It is a tad bit difficult to believe that the young bespectacled man seated across the table is the famed Japanese light designer Daisuke Yano, whose stamp is on some of the most exotic light displays like Singapore’s Gardens by the Bay and Tokyo’s Skytree.
Within a couple of hours after his arrival in the sultanate, he has already slipped into a keen journey of observation – for instance, the opulently lit lobby of the Chedi hotel. As the evening sets in and light and technology become more prominent in the conversation, Yano explains the concept of the ‘Japanese way of light’, a brief element from the lecture he delivered at the Japanese ambassador, H E Mitsugu Saito’s residence last week.
“Japanese way of using light is to integrate light with nature. Light lives together with the nature,” explains Yano as he further chalks out the similarities and dissimilarities in the usage of light across cultures.
For Yano, cultural factor plays an important role in understanding the ‘way of light’. He highlights this within the paradigm of Omani and Japanese cultures.

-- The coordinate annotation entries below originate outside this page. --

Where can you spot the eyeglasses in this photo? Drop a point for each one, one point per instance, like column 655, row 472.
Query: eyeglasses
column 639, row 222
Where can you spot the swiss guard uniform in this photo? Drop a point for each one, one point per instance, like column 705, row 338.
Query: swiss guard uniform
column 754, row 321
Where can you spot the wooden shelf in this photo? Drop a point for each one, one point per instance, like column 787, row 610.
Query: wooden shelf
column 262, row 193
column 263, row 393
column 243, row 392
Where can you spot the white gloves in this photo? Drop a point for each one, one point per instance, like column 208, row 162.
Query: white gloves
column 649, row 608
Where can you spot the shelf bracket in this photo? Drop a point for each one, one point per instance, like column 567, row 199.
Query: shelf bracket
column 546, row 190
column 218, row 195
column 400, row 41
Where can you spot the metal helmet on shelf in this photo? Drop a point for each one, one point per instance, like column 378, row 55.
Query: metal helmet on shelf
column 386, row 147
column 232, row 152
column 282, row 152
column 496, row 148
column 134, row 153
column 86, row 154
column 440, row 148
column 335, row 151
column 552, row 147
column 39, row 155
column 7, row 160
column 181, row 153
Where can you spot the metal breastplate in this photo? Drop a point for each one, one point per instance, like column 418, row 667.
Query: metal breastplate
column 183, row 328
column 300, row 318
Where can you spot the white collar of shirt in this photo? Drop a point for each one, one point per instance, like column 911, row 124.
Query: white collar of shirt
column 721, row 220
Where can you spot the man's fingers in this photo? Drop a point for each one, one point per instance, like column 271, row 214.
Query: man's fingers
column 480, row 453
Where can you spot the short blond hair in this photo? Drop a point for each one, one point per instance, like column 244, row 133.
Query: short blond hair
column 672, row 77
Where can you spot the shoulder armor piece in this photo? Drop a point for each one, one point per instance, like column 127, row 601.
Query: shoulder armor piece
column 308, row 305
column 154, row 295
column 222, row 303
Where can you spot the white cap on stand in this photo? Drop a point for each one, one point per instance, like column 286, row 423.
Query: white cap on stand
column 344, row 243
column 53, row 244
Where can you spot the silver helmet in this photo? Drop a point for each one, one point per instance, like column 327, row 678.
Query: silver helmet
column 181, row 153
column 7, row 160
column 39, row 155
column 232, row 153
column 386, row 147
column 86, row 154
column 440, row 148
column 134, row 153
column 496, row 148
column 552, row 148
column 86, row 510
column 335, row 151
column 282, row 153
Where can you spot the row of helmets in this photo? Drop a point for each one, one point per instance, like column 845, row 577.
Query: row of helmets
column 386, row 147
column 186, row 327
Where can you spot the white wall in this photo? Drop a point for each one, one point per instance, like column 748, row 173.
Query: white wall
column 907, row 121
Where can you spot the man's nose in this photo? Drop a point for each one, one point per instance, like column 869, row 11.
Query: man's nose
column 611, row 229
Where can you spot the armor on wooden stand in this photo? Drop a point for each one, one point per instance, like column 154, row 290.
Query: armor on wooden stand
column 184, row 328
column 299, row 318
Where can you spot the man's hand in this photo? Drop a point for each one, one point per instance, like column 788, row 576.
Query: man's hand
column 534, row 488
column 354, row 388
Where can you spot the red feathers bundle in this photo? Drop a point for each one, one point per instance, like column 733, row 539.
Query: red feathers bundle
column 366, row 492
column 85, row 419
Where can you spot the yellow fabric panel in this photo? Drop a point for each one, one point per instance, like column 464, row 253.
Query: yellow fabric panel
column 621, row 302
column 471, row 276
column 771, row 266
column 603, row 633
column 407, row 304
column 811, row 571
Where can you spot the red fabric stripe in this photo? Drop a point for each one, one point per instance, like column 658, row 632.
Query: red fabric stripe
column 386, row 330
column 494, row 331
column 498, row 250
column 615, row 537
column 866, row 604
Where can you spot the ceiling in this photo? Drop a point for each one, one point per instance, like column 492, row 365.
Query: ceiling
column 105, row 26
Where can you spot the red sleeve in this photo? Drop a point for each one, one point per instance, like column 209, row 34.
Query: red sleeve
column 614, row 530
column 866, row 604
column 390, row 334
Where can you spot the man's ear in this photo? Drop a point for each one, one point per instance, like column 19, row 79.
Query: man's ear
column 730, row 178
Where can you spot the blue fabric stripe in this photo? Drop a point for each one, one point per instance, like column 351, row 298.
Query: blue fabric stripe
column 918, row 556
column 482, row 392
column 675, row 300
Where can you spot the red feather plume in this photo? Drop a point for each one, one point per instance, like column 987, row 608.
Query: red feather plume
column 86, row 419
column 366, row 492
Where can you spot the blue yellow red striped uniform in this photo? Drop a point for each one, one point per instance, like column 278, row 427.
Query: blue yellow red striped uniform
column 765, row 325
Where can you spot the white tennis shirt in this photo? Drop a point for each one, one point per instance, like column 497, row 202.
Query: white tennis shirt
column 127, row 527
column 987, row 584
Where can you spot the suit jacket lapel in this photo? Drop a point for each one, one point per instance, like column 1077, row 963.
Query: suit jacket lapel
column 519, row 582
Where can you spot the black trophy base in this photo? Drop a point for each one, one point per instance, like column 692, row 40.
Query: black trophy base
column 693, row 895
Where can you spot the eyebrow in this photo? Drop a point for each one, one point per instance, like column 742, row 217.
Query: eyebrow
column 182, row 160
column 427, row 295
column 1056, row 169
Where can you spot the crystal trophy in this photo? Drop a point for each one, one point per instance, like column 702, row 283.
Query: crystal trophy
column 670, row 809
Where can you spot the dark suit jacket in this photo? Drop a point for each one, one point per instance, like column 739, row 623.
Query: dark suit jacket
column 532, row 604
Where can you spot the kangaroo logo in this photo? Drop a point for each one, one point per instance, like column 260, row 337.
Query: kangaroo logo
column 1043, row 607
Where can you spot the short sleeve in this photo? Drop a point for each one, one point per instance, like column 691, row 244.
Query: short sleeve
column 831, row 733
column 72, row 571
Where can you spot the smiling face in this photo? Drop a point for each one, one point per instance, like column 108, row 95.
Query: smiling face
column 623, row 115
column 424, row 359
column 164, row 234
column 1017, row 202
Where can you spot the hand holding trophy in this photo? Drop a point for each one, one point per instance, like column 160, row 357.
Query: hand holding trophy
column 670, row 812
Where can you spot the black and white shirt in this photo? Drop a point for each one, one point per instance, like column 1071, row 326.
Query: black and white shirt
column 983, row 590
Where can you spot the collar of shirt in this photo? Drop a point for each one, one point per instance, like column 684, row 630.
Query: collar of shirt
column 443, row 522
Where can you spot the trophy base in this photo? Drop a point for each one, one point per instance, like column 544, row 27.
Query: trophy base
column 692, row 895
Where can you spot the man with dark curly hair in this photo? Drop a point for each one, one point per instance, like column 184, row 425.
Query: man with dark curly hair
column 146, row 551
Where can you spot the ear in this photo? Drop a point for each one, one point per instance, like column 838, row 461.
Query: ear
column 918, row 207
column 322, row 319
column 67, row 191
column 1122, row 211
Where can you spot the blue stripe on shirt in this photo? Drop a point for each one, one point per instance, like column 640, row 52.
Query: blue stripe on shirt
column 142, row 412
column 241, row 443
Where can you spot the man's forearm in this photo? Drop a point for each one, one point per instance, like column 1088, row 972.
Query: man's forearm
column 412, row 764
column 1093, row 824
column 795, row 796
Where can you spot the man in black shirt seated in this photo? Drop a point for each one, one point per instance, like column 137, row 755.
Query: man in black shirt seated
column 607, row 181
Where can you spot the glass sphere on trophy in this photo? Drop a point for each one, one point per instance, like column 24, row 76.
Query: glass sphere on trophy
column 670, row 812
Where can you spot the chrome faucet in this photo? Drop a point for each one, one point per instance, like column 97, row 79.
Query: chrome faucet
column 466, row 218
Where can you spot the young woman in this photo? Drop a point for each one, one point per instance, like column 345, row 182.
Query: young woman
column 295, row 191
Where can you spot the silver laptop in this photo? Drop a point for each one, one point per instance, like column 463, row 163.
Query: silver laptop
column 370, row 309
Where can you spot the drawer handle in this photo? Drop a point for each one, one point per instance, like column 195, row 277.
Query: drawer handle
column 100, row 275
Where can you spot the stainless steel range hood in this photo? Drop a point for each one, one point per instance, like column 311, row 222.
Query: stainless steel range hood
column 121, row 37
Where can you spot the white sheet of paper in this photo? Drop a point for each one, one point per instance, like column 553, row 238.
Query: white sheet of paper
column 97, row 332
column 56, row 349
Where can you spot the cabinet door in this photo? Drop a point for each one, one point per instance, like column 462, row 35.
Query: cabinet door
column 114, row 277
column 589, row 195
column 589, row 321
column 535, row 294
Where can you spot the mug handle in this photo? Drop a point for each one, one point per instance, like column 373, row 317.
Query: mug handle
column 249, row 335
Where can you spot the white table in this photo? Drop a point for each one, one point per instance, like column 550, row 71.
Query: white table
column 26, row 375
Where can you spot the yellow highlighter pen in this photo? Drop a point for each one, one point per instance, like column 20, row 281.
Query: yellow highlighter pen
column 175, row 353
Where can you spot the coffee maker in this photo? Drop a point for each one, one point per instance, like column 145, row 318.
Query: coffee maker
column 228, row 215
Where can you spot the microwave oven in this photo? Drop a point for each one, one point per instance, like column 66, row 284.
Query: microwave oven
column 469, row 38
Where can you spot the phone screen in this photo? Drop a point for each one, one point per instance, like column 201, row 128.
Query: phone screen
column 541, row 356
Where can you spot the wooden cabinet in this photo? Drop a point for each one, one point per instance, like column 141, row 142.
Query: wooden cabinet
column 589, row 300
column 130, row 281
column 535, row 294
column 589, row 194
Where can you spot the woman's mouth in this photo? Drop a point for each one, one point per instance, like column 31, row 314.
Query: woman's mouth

“I believe the sun affects the usage of light. For example, Oman is closer to the Equator than Japan so the sunlight is whiter. This makes people in Oman tend to prefer whiter light. Or I heard that some Omanis tend to take a rest in the afternoon and go out at night time. So night is an active time for them and that makes the lights at night more brighter than what we have in Japan.”
Apart from his commercial undertakings, Yano also experiments and leaves his trace across the art world, where he experiments with art installations. Since his inspiration lies mostly in nature, he tries to integrate his art with natural elements.
In October 2015, Yano created his trademark ‘Night Wave’ along the Zushi seashore in Japan. He set light sources along the beach, which illuminated the waves in blue light at night - a spectacle that became an instant hit across social media. He believes that lighting plays an important role in storytelling, especially for an artist.
“The role of light is to draw out the features of the work and basically that is the only thing light can do. So yes, I do feel lighting plays an important role in art form, but we don’t need just light but also the other elements that project it,” said Yano.